— Pas jusqu’ici.
— Tant mieux. Déménagez, faites entrer le soleil, la lumière, ils vous guériront mieux que moi.
Ayant ainsi acquitté son devoir professionnel, le docteur Delpeyron causa encore quelques minutes avec beaucoup de cordialité ; il était de l’avis de Socrate, et pensait que, même après avoir bu la ciguë, la vie était encore intéressante.

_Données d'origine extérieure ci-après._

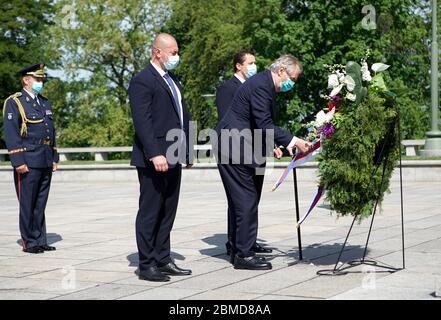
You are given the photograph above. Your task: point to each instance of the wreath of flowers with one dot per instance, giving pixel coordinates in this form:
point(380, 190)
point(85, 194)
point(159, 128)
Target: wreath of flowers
point(358, 137)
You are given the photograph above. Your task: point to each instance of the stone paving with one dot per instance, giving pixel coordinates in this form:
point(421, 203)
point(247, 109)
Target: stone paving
point(92, 226)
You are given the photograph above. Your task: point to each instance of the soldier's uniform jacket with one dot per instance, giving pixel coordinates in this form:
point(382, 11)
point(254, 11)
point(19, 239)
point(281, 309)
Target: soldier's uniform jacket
point(29, 131)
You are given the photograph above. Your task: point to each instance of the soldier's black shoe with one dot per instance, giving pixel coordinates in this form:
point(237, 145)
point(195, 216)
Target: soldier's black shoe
point(36, 249)
point(48, 248)
point(172, 269)
point(153, 274)
point(258, 248)
point(251, 263)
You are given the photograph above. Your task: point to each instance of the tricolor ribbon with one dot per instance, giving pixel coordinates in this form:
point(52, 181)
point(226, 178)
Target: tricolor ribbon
point(319, 194)
point(299, 159)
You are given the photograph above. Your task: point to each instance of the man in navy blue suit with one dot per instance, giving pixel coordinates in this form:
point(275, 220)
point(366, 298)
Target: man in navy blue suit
point(244, 132)
point(160, 147)
point(244, 64)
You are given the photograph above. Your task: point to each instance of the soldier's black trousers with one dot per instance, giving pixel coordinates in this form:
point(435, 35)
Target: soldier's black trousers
point(158, 202)
point(33, 191)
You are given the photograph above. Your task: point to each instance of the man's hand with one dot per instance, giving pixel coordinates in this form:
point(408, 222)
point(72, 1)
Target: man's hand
point(302, 145)
point(160, 163)
point(22, 169)
point(278, 153)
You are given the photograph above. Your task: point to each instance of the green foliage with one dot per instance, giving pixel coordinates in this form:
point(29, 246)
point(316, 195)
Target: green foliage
point(93, 118)
point(352, 161)
point(101, 45)
point(318, 33)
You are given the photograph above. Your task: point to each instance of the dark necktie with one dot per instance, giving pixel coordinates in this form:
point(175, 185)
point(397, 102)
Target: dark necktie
point(175, 94)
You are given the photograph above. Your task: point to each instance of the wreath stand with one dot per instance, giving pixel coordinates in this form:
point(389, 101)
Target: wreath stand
point(342, 269)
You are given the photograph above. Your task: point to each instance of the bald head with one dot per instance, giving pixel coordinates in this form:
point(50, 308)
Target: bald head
point(164, 40)
point(164, 46)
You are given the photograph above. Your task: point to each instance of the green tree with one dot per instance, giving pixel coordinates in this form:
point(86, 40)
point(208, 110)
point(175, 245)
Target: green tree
point(100, 46)
point(111, 38)
point(208, 33)
point(22, 23)
point(318, 33)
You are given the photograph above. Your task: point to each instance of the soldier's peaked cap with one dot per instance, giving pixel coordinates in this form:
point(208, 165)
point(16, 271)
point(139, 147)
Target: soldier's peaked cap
point(37, 70)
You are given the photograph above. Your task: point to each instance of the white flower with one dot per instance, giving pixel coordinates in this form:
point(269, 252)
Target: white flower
point(330, 115)
point(320, 119)
point(366, 75)
point(351, 96)
point(336, 90)
point(341, 76)
point(350, 83)
point(378, 67)
point(333, 81)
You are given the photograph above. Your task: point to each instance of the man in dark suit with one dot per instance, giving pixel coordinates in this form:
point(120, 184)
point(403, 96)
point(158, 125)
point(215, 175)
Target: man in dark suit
point(244, 63)
point(30, 139)
point(252, 112)
point(161, 122)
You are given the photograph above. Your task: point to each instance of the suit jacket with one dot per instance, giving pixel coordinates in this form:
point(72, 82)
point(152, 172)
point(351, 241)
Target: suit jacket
point(36, 146)
point(253, 107)
point(154, 114)
point(225, 94)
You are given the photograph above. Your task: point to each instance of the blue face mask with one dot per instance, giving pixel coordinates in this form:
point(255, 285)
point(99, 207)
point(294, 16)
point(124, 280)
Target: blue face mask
point(251, 71)
point(287, 85)
point(37, 87)
point(172, 62)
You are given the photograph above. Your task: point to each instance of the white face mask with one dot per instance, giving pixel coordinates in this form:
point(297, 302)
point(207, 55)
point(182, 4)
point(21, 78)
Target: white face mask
point(251, 70)
point(172, 62)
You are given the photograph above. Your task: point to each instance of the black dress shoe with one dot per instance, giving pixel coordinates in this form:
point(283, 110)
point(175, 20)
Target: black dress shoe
point(36, 249)
point(257, 248)
point(153, 274)
point(48, 248)
point(172, 269)
point(251, 263)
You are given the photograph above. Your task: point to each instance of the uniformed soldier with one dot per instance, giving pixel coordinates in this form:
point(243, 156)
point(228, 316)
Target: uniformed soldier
point(30, 139)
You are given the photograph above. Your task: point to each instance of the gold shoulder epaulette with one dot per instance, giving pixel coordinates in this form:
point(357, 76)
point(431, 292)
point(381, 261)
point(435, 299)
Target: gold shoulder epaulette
point(25, 121)
point(15, 95)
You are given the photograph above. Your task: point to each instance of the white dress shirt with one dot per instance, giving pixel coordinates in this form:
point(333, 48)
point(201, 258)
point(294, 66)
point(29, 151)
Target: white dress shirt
point(162, 73)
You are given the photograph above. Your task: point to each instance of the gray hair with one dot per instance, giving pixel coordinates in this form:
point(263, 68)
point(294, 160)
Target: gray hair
point(287, 61)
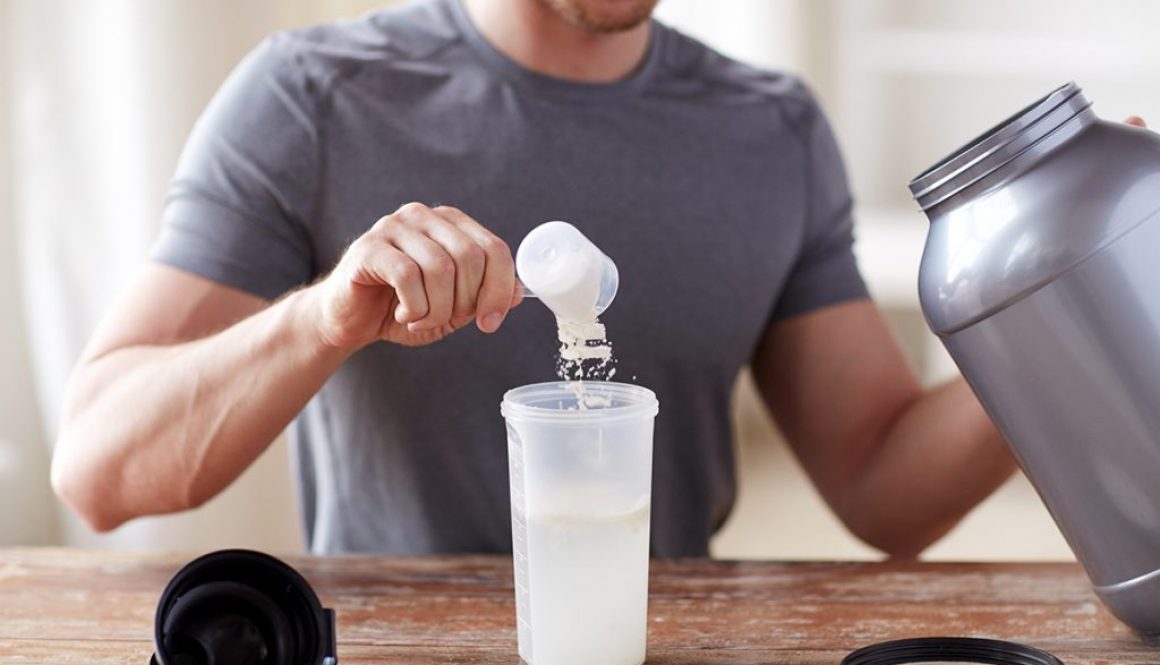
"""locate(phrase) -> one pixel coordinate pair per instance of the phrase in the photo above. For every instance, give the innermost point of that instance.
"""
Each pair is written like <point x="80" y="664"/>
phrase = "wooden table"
<point x="69" y="606"/>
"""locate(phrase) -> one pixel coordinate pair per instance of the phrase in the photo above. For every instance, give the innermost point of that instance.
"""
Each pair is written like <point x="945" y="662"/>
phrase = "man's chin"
<point x="604" y="16"/>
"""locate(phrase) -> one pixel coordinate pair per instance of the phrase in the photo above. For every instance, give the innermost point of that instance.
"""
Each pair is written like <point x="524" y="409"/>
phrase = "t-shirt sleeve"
<point x="239" y="207"/>
<point x="825" y="272"/>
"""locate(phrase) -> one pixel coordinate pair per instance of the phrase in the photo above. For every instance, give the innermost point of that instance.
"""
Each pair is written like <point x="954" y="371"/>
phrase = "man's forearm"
<point x="161" y="428"/>
<point x="939" y="460"/>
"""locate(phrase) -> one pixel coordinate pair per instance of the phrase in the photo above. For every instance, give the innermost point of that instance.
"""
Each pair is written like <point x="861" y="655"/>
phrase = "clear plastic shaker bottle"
<point x="581" y="484"/>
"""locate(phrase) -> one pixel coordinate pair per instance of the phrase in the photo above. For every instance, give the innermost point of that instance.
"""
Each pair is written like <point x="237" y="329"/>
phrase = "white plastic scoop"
<point x="560" y="266"/>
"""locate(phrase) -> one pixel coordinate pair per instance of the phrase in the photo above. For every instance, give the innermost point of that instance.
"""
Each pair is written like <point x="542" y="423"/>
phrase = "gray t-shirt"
<point x="717" y="188"/>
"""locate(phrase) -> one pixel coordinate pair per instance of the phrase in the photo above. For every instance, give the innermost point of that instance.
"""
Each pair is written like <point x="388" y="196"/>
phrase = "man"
<point x="717" y="188"/>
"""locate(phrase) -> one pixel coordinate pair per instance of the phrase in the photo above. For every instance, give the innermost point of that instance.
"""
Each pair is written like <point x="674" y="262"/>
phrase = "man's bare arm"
<point x="899" y="465"/>
<point x="187" y="381"/>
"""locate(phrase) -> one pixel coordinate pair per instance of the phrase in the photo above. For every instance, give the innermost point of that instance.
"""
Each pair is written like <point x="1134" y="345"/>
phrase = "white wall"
<point x="27" y="517"/>
<point x="103" y="95"/>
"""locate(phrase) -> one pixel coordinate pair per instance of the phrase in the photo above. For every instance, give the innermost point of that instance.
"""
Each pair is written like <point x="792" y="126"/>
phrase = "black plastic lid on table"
<point x="950" y="650"/>
<point x="241" y="607"/>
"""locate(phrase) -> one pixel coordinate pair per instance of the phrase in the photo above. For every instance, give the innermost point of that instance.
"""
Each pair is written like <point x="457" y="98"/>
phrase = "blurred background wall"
<point x="96" y="99"/>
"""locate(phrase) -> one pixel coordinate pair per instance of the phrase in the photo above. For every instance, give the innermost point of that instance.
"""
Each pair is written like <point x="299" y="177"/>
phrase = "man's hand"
<point x="417" y="276"/>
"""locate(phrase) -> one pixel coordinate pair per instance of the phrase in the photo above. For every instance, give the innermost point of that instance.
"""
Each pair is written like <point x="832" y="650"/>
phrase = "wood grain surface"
<point x="72" y="606"/>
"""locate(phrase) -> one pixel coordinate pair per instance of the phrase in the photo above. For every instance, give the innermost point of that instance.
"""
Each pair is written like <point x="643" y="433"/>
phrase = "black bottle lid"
<point x="241" y="607"/>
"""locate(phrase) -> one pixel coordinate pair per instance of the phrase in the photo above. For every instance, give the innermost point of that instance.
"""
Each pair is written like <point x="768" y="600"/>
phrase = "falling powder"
<point x="585" y="353"/>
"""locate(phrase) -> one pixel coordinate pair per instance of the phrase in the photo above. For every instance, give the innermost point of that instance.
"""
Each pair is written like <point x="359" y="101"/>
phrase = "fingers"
<point x="439" y="274"/>
<point x="444" y="266"/>
<point x="494" y="294"/>
<point x="384" y="264"/>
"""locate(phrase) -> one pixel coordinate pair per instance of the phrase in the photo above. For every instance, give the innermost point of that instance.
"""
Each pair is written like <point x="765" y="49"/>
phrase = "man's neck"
<point x="538" y="38"/>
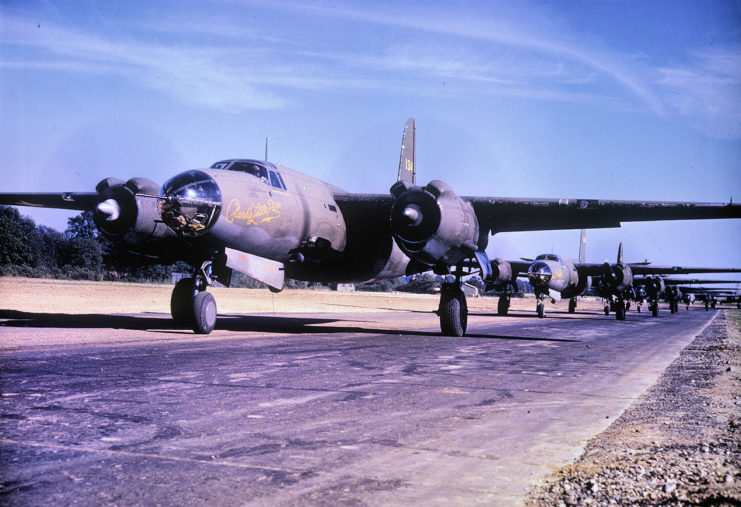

Docile aux instructions qui lui avaient été données, dès le surlendemain d’Estanger se transporta dans la chambre qu’avait si longtemps habitée sa mère et il s’étendit dans le lit où il était né, où sa mère était morte. Ce lit, avec la tête au mur, avait à gauche les fenêtres donnant sur le jardin ; entre les deux fenêtres était un petit bureau. La cheminée faisait face au lit, et, de chaque côté, était une bergère profonde. A droite du lit, à la hauteur du chevet, était la porte de communication avec le cabinet de toilette ; puis venait, s’adossant au large panneau, une grande commode de marqueterie que surmontait un coffret de mariage ancien, en bois précieux, lamé de cuivre. Rien n’avait été enlevé ni changé de place depuis la mort de madame d’Estanger, et ce fut pour Albert la plus curieuse des sensations que de se trouver là, entouré de tous les souvenirs de sa vie passée, aussi loin qu’il pouvait remonter.
La chambre de madame d’Estanger était toute remplie des reliques des êtres aimés, et le fils unique et cher y revivait à tous les âges. Le premier soir, lorsque à la lueur de la lampe les yeux d’Albert s’arrêtèrent sur un portrait de lui-même à sept ou huit ans, il eut un attendrissement profond à la vue du petit gamin vêtu d’une blouse bleu de roi et d’un pantalon blanc, assis au pied d’un arbre et souriant à son cerceau. Il éprouva une émotion religieuse en songeant à tous les regards d’amour que sa mère avait jetés sur ce portrait, et à toute la tendresse dont l’être qu’il était alors et qu’il était devenu avait été entouré. Il comprit, dans son isolement, quelles avaient été les contemplations silencieuses de la mère devenue solitaire, vieillissant au milieu d’images muettes ; il se sentit très près de sa mère, comme enveloppé par son affection, comme si quelque chose d’elle-même était demeuré dans cette pièce d’où son âme avait pris son essor. Il pensa avec une amère tristesse aux séparations de la vie, aux folies de la sienne, à la rupture avec la créature qui, étant sa femme, aurait en même temps, par sa vigilante tendresse, continué sa mère. Là était Yvonne ; là aussi, tout proche du chevet, Marguerite fiancée, et lui à son côté. Madame d’Estanger n’avait point enlevé ce portrait ; elle en avait eu souvent l’intention, puis, par une crainte superstitieuse d’écarter un portrait de son fils, elle l’avait laissé. Les âmes contristées par le présent ont un besoin impérieux d’évoquer le passé, et le passé de son fils était toute la consolation de la mère lorsqu’elle rêvait, inquiète, à l’homme sans foyer, usant sa jeunesse dans les aventures, se préparant une vieillesse délaissée ; les yeux pâlis avaient maintes fois pénétré le voile de l’avenir, et vu Albert, comme il était effectivement, malade et seul, réduit à des soins mercenaires. Il eut l’intuition que sa mère avait prévu son abandon et l’avait plaint par anticipation. On lui disait que son cœur était faible, et jamais il ne l’avait senti aussi vivant, aussi ardent, aussi dilaté par les souvenirs heureux : dans la demi-somnolence de sa faiblesse, il entendait à son oreille des mots d’amour : tantôt c’était sa mère, tantôt Marguerite, puis des femmes aimées autrefois, puis Yvonne, et, avec une angoisse affreuse, il ouvrait soudain les yeux pour se retrouver solitaire.
Son valet de chambre, effrayé de sa mélancolie croissante, lui avait suggéré de faire prévenir un de ses oncles qui était venu précisément le demander depuis qu’il était alité.
— Je vous le défends, avait commandé d’Estanger.
Le docteur Delpeyron avait également conseillé quelque distraction, quelque conversation tranquille :
— J’aime mieux être seul ; je lis, je regarde le jardin, les arbres, les nuages, je ne m’ennuie pas.
Cependant sa convalescence tardait, et il n’entendait pas la parole rassurante qu’il attendait tous les jours sans se l’avouer.